そのうち手術が必要と判っていた胃のポリープ切除の日が決まった。
血液検査もあるので栄養のバランスを考え食事を作ったが、入院二日前からぱたっと食欲が落ちてしまった。

家の周囲の草刈り、畑の手入れ、留守の間の諸手続きを済ませ、あわただしく入院。

手術前夜の食事は消化の良いもの少々。
手術当日は水も駄目、ドクターに全幅の信頼で手術に向かう。

目が覚めたら終わっており、一時間半経っていた。
切除のポリープを見せられ、この所、無気力だった原因がそれだったかと奇妙な安心感に浸った。
家を出る前「葬儀は無宗教で簡単に、墓石に戒名は不要、名前の一字(尚)を」と太筆で書き置いて来たが不要となった。

朝から点滴の連続、ゆっくりゆっくり落ちる滴をながめるだけの時は長い。
やがて日没、消灯となり、途端に同室三名の寝息が始まった。
平素寝つきの悪い私は羨ましく感じつつ、やはり寝られない。日付が変わる頃、空腹故かお腹が痛み始めた。

横になると痛い、座っていると楽、同室の年配女性達の鼾(いびき)が素晴らしい。活力に満ちている。
入口の私の名札に自力歩行とあったが、他の人は名前だけだったので、不便なお身体の皆さんの筈だが…
正統派鼾、さざ波から怒涛に変わるの繰り返しのタイプ。お経のような鼾、等々、一人一人でも様々なバージョンの鼾を発するのだ、と面白がっているうちに痛みがやわらぎ、眠りに落ちた。
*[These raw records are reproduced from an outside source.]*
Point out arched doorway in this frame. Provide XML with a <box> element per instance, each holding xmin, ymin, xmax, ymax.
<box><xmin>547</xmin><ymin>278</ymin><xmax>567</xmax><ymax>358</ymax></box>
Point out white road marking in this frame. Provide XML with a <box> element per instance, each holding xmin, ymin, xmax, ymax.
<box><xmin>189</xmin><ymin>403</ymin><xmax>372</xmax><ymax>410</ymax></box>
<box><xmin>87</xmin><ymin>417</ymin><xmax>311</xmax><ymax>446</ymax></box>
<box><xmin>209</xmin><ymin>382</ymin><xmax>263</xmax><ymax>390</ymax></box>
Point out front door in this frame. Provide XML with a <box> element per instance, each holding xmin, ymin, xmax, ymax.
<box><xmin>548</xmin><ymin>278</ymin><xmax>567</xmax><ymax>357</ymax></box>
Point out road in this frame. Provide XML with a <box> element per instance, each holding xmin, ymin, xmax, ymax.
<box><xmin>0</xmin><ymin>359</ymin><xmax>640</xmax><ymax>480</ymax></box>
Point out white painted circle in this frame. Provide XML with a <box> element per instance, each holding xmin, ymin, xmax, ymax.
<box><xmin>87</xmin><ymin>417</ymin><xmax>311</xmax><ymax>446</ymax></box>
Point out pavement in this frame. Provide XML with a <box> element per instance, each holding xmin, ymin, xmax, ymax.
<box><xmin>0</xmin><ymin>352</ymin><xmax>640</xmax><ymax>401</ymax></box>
先日テレビで観たスロベニアの湖のほとりのレストラン、四年前に行った時と同じコース料理が並んでいる。美味しいよと輝いている。
「私は白のドライ」
とワインを注いでもらい乾杯の手を伸ばしかけて(胃の手術を受けたばかりで飲食は駄目なんだ!)と思った瞬間、隣のベッドの特大鼾で目が覚めた。(夢なら味わっておけば良かったのに…)
朝になっても少しだけお腹のチクチクはあったが昼食の流動食を頂いたら全て痛みが消え去った。
私のお腹は不思議の塊だと苦笑だ。

ドクター始め、病院の皆さんのおかげで順調に回復。
予定通りの退院で帰宅したら、畑の収穫が待っていた。

夏の間水やりを続けた茗荷と豆がいっぱい。

茂みに分け入り、大量に収穫、差し上げる為友人宅をバイクで廻り、久しぶりの大しゃべり、楽しい一週間でもりもり元気になった。